雨沿檐打在青石上,声音细碎又连着。殿中灯光低,烛影在檐板上横拉成斑。书案上摊着一卷折得生硬的奏章,墨色边缘还带着微湿。丞相的袖口沾了几点墨,指尖残留着刚刚翻阅纸张的凉感。
太子笑得像是砌石头,嗓音短促,“丞相写得委婉,字字染着天下苍生的苦,可你家里,可曾分过一粒米?”他的话像石子,砸在地面上,弹起细小的回声。朝臣里有人嗤笑,声音挤成一股,往外冒气。
丞相眯起眼,眉间有一道纵向的浅纹。他说话仍是书卷味——句子长而条理清晰,“皇太子,国事不宜喧闹于众。若以私怨推国计,民之祸必大于朝之和。”他的话语稳,像被磨过的檀木,声音里藏着挤压过的冰凉。
太子伸手把奏章拍回桌上,纸页折起,一角尖利。他的笑变短,带着锋,“别读经书了,别拿文辞遮掩。你这副老面孔,站在风口,怕得要命。”他盯着丞相,像在数他的老年点数。
丞相的手,停在半空。掌心翻了下,一片白。唇线抽动一次,他没有回骂,眼里的闪动却像雨后的瓦缝里流出的光,短促而急。殿外一阵风,鞍铃轻响,仿佛有人在听候后续。
太子一脚踏上殿心,脚步粗短,声音像铁片撞盘,“既然怕,就跪下。让我见见,你这位丞相的胆量,究竟薄到什么地步。”他话落,身边的宦官递上一枚印泥,手不可抑制地发着微颤。
所有人的呼吸同时收紧。丞相没有动。屋檐下的雨声被放大,像是能听到每一粒水珠撞击的怯声。有人开始低声议论,声音像冰上的裂缝慢慢延伸。丞相的眼角闪过一抹红,像要溢出他惯常的冷静。
太子伸手,一把扯下丞相袖口带着旧痕的绣片,握在手里揉弄,“这是你妻妾的东西吧?不错,好收拾。”他将绣片按在案上,像压住证据。丞相的呼吸变了,短促而有力。他忽然伸手,稳稳把绣片夺回,指节白得像走笔停住的纸。
太子眼中闪过一瞬别样,嘴里嘶声,“那就好。既然舍不得脸面,便用血印。”他拇指一抖,示意旁边的宦官。宦官递来一柄小刀,刀身在烛光里流出冷冷的一线。殿里瞬间安静,连雨声都像被切住。
丞相的掌心贴在桌面,像贴着老石。他抬眼,那一瞥没有怯色,只有一股早被压得太久的东西在冒烟。太子笑得更短,“把血点在这纸上,写上你全部的罪状,方可了事。”
丞相没有说话。他把刀夺过,力度并不大,却像有人把一个封条撕开。刀尖轻抵指尖,鲜红的短线立刻爬出,像被锥刺的麻绳。血液落在纸上,形成一个深红的圆。所有人的眼睛像被针挑着,瞳色都紧缩。
他没有用手按那血印。他把整只手掌覆上那枚尚在颤抖的红印,用力,一点点把血摊开,像是在把某种不能说的东西抹平。掌心的温热,穿过纸,传到桌面。房间里的影子挪动,像撤退的动物。
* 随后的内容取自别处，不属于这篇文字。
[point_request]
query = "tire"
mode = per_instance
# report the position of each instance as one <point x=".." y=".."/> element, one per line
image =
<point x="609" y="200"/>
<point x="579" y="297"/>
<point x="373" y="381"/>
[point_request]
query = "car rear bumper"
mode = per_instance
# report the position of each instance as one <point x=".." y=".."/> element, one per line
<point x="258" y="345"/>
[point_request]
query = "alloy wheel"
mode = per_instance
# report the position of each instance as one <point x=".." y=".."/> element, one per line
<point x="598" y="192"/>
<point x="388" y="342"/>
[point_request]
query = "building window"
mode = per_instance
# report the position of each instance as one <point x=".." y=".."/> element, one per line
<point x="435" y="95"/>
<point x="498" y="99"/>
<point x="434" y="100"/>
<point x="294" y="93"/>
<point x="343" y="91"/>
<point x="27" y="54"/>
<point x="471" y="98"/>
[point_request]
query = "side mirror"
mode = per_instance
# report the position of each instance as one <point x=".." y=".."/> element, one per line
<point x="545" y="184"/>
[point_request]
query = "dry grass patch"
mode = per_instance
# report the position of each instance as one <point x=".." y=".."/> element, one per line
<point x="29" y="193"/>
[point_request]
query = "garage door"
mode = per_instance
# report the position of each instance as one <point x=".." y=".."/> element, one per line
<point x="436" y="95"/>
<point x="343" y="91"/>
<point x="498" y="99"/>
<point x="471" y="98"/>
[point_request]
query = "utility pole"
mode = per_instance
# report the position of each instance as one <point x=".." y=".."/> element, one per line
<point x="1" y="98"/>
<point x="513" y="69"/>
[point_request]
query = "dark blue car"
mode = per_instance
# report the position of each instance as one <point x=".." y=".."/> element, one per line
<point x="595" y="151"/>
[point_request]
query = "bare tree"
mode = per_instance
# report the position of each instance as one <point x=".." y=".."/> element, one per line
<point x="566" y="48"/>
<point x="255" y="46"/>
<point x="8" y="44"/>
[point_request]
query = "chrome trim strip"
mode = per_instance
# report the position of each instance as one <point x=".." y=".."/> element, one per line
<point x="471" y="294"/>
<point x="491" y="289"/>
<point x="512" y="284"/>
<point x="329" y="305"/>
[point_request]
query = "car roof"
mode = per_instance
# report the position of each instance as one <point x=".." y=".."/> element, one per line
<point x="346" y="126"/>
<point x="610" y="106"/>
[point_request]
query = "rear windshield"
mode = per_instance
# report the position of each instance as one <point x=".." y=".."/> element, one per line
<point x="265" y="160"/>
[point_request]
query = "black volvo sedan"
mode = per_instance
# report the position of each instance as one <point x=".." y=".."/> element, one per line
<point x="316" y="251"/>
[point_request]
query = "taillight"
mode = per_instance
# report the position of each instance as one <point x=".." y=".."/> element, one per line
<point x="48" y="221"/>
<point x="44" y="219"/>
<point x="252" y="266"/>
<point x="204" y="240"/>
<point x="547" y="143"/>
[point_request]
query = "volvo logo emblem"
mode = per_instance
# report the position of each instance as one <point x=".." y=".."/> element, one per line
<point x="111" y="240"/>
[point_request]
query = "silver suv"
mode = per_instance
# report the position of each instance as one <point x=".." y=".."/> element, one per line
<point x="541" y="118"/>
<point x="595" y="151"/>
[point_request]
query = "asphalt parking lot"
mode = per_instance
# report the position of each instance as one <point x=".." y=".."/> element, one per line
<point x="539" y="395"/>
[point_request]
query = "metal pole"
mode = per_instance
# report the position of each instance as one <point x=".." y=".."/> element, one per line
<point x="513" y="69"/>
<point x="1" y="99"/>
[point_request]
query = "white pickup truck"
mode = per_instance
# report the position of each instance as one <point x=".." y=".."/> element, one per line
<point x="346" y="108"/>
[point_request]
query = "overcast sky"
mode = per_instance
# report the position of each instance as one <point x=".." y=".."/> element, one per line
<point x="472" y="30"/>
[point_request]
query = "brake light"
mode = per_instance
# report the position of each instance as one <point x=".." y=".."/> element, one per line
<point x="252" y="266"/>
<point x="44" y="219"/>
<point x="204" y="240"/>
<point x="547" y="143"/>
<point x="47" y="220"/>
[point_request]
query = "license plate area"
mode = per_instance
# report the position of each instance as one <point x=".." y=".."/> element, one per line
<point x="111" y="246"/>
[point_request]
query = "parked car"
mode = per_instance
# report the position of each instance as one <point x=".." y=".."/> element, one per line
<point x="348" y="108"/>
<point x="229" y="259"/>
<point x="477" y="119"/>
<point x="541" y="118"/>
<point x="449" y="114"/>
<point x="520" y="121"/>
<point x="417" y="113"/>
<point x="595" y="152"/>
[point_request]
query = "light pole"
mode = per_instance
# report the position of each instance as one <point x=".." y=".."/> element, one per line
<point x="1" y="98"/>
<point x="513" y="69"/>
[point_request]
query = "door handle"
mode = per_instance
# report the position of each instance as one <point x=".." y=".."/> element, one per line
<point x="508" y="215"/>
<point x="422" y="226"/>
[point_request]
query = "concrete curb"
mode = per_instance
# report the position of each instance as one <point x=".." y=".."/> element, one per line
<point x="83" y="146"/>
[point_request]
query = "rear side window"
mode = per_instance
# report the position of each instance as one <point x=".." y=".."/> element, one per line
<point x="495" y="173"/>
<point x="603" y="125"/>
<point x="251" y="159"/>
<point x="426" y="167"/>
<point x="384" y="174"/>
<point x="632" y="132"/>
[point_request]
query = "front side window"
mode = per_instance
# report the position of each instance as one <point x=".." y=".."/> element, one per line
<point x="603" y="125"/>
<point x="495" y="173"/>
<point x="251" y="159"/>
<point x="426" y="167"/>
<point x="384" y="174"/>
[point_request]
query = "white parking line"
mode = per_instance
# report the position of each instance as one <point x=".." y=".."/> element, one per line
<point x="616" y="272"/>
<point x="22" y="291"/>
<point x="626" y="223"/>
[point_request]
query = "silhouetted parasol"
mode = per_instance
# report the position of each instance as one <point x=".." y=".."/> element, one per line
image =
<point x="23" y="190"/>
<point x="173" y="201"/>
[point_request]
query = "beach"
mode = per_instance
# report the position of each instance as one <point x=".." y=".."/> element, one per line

他抬头,声音低得几乎是对自己,“从来不是羞于跪,而是羞于用血去换你们的笑。”每一个字都短促,像砍下来的木片。太子脸色变了,傲慢像被绳子勒紧。殿内的一切突然像被一种新的重力拉扯。
丞相把手从纸上抽回,掌心留下一圈湿红,像一个不肯消褪的诅咒。他没有收起刀,也没有收回血印,只是站在原地,整个人像是冰裂后露出的深红。雨停了一瞬,寂静像被压住的鼓点,蓄着将要爆响的力。
太子想要伸手夺回那纸。丞相先一步把纸揉成球,紧紧攥在掌里,接着像掷石一样朝太子朝臣群掷去。纸球在空中打开,血渍四散,像有字句在空中解体。每一个看见那一瞬的人,胸口都被轻轻一捅,像是被提醒了一个不能忘的名字。